Red Cross report finds all countries ‘dangerously unprepared’ for next pandemic, as COVID remains a public health emergency
The world is “dangerously unprepared” for future pandemics, according to the Red Cross, which is urging countries to update their plans this year.
Key points: Expert says next pandemic ‘could be just around the corner’ Red Cross recommends increasing global health funding by at least $21 billion a year COVID-19 continues to be considered a public health emergency of international concern
In its World Disasters Report 2022, the International Federation of Red Cross and Red Crescent Societies (IFRC) said “all countries remain dangerously unprepared for future outbreaks” despite COVID-19.
“The next pandemic could be just around the corner,” said Jagan Chapagain, secretary general of the IFRC.
“If the experience of COVID-19 will not accelerate our steps towards preparedness, what will?
“There will be no excuse for a continued lack of preparedness after going through three terrible years.”
The report said countries should review their legislation to ensure it is in line with their pandemic preparedness plans by the end of 2023.
It recommended adopting a new treaty and revising international health regulations by next year, which would invest more in the preparedness of local communities.
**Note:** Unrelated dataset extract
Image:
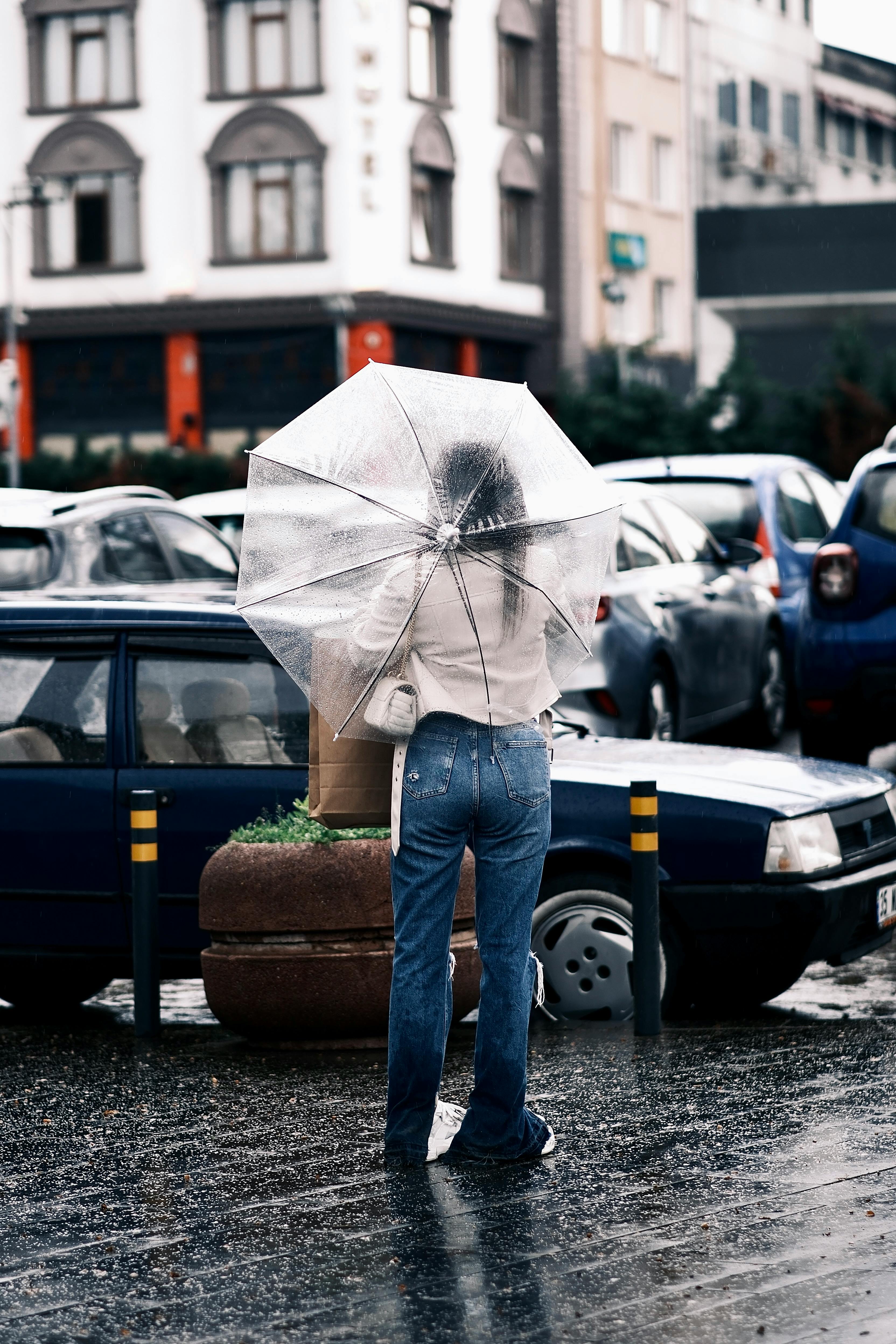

It also recommends that countries increase domestic health financing by 1 percent of gross domestic product and global health financing by at least $21 billion per year.
Mr Chapagain said it would be a “good investment to make”.
“The important thing is that there has to be a political will to commit to it,” he said.
“If it’s there, it’s possible.”
Health emergency alert remains for COVID-19
Meanwhile, according to the World Health Organization (WHO), COVID-19 is still a public health emergency of international concern.
The pandemic is likely in a “transition point” that still requires careful management to “mitigate the potential negative effects”, the agency said on Monday.
It has been three years since the WHO first declared that COVID represented a global health emergency.
More than 6.8 million people died during the outbreak.
Tedros Adhanom Ghebreyesus, director-general of the WHO, said he hoped to see an end to the state of emergency this year, especially if access to vaccines and treatments could be improved worldwide.
“We remain hopeful that in the coming year the world will transition to a new phase in which we reduce [COVID] hospitalizations and deaths to their lowest possible level,” he said.